# best for cleaning softop



## daster (Oct 23, 2011)

just purchased a very neat Vreg Quattro, and need to clean the soft top. What's the best to use/avoid etc.


----------



## Ikon66 (Sep 12, 2003)

daster said:


> just purchased a very neat Vreg Quattro, and need to clean the soft top. What's the best to use/avoid etc.


Have a look in the show n shine section. Welcome to the TTF


----------



## davelincs (Jan 1, 2010)

Have a look here Daster.viewtopic.php?f=31&t=115683


----------



## Kent61 (Oct 18, 2011)

Daster,
Just done mine this weekend following Dave/Jac-in-a box method...
Really pleased with the results 8) 
I had some water marks where a previous owner had thought it a good idea to store the top down whilst wet...they're all gone. I did give it a good scrubbing with a nail brush though, more than I would've if a mate hadn't been encouraging me that I wouldn't do any damage and he does it on his 996 when ever he reproofs. Honestly I was a little worried looking at it soaking wet and rinsing away the suds...looked a little furry  But once it was dry and the Fabsil (5ltr for just under £24 delivered -WHAT A BARGAIN gotta love internet shopping) was on it looks great.
Thanks for the heads up Dave  The other stickies in 'Show & Shine' are useful too...especially to a tight Yorkshireman like myself :wink: 
Kent


----------



## Jac-in-a-Box (Nov 9, 2002)

Glad you found it useful Kent 

The marks on your hood can be caused by storing in damp/wet, but not always. Can just as easily be caused by the fabric chaffing when folded down...get your self some thick felt or toweling and lay it between the folds, you'll not suffer any marking.
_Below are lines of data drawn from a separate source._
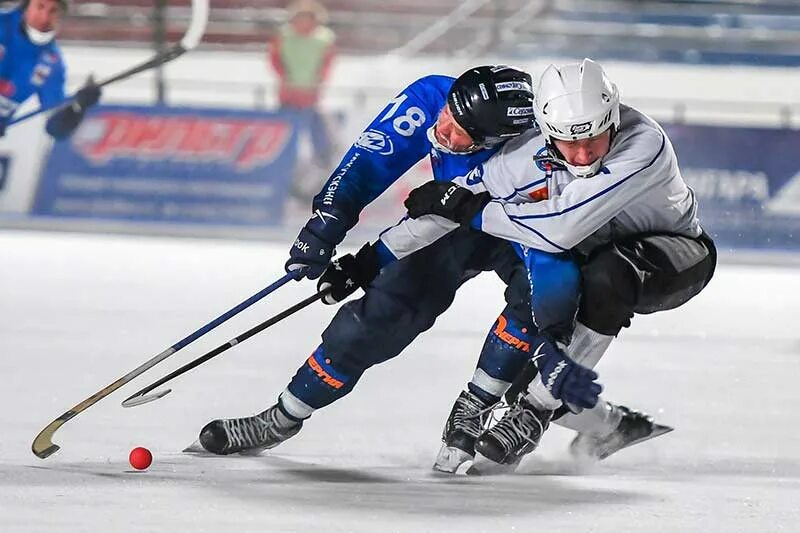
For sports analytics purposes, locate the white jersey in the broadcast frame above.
[381,105,702,258]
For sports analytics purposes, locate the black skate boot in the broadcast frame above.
[197,404,303,455]
[569,405,673,461]
[433,390,493,474]
[467,397,553,475]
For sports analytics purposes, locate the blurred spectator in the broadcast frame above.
[269,0,336,196]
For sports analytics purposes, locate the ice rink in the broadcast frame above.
[0,231,800,533]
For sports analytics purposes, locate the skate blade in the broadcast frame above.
[467,452,517,476]
[600,424,675,459]
[573,424,675,461]
[433,444,474,475]
[182,439,206,456]
[182,440,267,457]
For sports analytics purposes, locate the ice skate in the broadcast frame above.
[569,405,673,461]
[467,398,553,475]
[433,390,492,474]
[197,404,303,455]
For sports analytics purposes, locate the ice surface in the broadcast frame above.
[0,232,800,533]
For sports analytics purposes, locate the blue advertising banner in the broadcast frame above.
[33,106,297,226]
[664,124,800,250]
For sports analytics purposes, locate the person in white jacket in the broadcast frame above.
[373,59,716,471]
You mentioned your friend had a Porsche - they come supplied with the hood "anti-chaff" protector (oval shaped felt) if he's still got t, you'll see what you need :wink:

Dave


----------



## Kent61 (Oct 18, 2011)

Dave,
Thanks for that I'll check the 996 out the next time he's in the country (lives part of the time in China) we detailed the car before he left and we put it into storage...tailor made cover, onto blocks, wheels off da-de-da-de-daaa! You know how anal porsche guys get :wink: oh yeah, heated garage too :roll: 
I'll tell you what I do know the car comes with...a wind deflector that catches your head, even when the seat is in it's lowest position if you're anything over 6'-1" :evil: beautiful car but, horrible driving position, twitchy on the limit and VERY expensive to keep in the condition his is. Me, jealous...ok maybe just a little bit lol
Kent


----------



## Kent61 (Oct 18, 2011)

Daster,
Went out to my car after work yesterday and it had been raining :x 
No golf and the roof had to stay up...that constitutes a VERY bad day for me lol
Anyway, this is the kind of results you'll get following Dave's method. For me it's as good or better than the AG stuff, but as with everything else...it's your money and your choice  
Sorry the pic is so poor I had to tear it down to a size that would post and I'm NOT good with computers  
Kent


----------



## Kent61 (Oct 18, 2011)

Jac-in-a-Box said:


> Glad you found it useful Kent
> 
> The marks on your hood can be caused by storing in damp/wet, but not always. Can just as easily be caused by the fabric chaffing when folded down...get your self some thick felt or toweling and lay it between the folds, you'll not suffer any marking.
> 
> ...


Dave,
I've used a couple of your advice threads in another forum...well links to your posts  I made it clear info was from you. 
My PM facility appears to have been withdrawn or is down for everyone on here???
If you want a link to what I've posted please PM me (if it works for you) or get an Admin to send me your email addy and I'll let you have the link.
Thanks
Kent


----------